Ça gueule toujours, les tirs sont tellement nourris que le cortège recule un instant, laissant derrière lui une camionnette en flamme. Des gars avancent de nouveau, protégés derrière une banderole renforcée.
ON EST PLUS CHAUD
PLUS CHAUD
PLUS CHAUD QUE LES LACRYMO
Ça chante à nouveau et en même temps on croise un camarade en train de se faire évacuer, porté par quatre autres. Son visage dégouline de sang, ça lui coule sur la bouche et le menton. Une autre hurle en se tenant la jambe. On continue d’avancer jusqu’à ce que le vent tourne et que le brouillard nous enveloppe. Malgré le foulard, impossible de respirer ni de ne rien voir, on est totalement aveugle en quelques instants. On se tient par l’épaule pour se guider hors du nuage. Je crois avoir une hallucination en voyant débarquer une compagnie de BRAV-M en quad, avec leur inoubliable casque blanc, et les tireurs à l’arrière qui nous alignent en passant. Ça fait marrer les camarades autour, malgré la pression. Putain de cowboys.
Ils tentent de couper en deux la manifestation mais sont forcés de reculer sous un jet de pierre nourri. On en profite pour rejoindre le gros du cortège, qui se regroupe en une ligne qui embrasse la bassine. Au mégaphone on entends les instructions : c’est l’heure de la pause déjeuner, on reprend des forces et on ne se disperse pas. La manif’ n’est pas terminée.
En se dirigeant vers la butte d’où on était parti, on tombe sur une quarantaine de personnes avec le même k-way quetchua à cinq balles, côte à côte, masqués mais si beaux et si fiers qu’ils suscitent les applaudissement de la foule.
La journée continue comme ça, des heures, jusqu’à la destruction de la canalisation centrale de la bassine – les photos sont disponibles sur twitter.
La bataille n’occupe qu’un tiers de ce texte, et pourtant c’est elle seulement que l’on voit sur nos téléphones, le soir venu. Bataille des chiffres, dans laquelle le gouvernement ment évidemment sans honte aucune – on apprends que parmi les blessés des FdO, il y a surtout des “blessures sonores et respiratoire”. Les gars se sont fait mal aux oreilles et gazés eux-mêmes avec leur matériel de guerre.
On lit les descriptions du chaos et la critique de la violence politique, mais on ne parle pas de la sécheresse, venue tôt cette année (ce sera pire l’année prochaine, et nous le savons tous). On ne parle pas non plus de la loi séparatisme et de ces associations écologistes privés de subvention pour leur opposition aux bassines (entre autre choses), bien avant ce type d’action.

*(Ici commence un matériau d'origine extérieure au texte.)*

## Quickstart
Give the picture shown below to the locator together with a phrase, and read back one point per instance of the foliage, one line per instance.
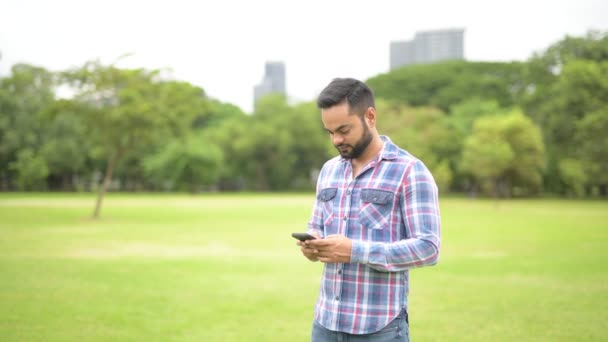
(192, 163)
(133, 128)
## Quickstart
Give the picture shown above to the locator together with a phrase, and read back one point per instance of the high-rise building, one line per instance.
(273, 81)
(428, 47)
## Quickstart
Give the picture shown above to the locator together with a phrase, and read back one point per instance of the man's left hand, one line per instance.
(332, 249)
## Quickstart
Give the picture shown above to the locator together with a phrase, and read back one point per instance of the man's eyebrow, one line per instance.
(341, 127)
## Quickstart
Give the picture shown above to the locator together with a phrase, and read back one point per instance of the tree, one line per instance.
(505, 154)
(130, 108)
(445, 84)
(190, 163)
(23, 97)
(592, 141)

On ne parle des paysans qui voient le sol mourir et commentent la qualité de la boue grasse qu’on essuie de nos chaussures, qui à nous citadins paraissait si riche.
Les flics ne défendaient pas qu’une bassine à Sainte-Soline, mais un modèle de société. Les membres du gouvernement le disent d’ailleurs à demi-mot : c’est leur pouvoir qui est en jeu, et tout monde qu’ils ont construits, eux et leurs prédécesseurs. Et évidemment, il y aura toujours des empêcheurs de tourner en rond au bord du précipice.
A peine rentré, on parlait déjà de la manif’ de demain. Parce qu’il y aura aussi toujours une manif’ demain.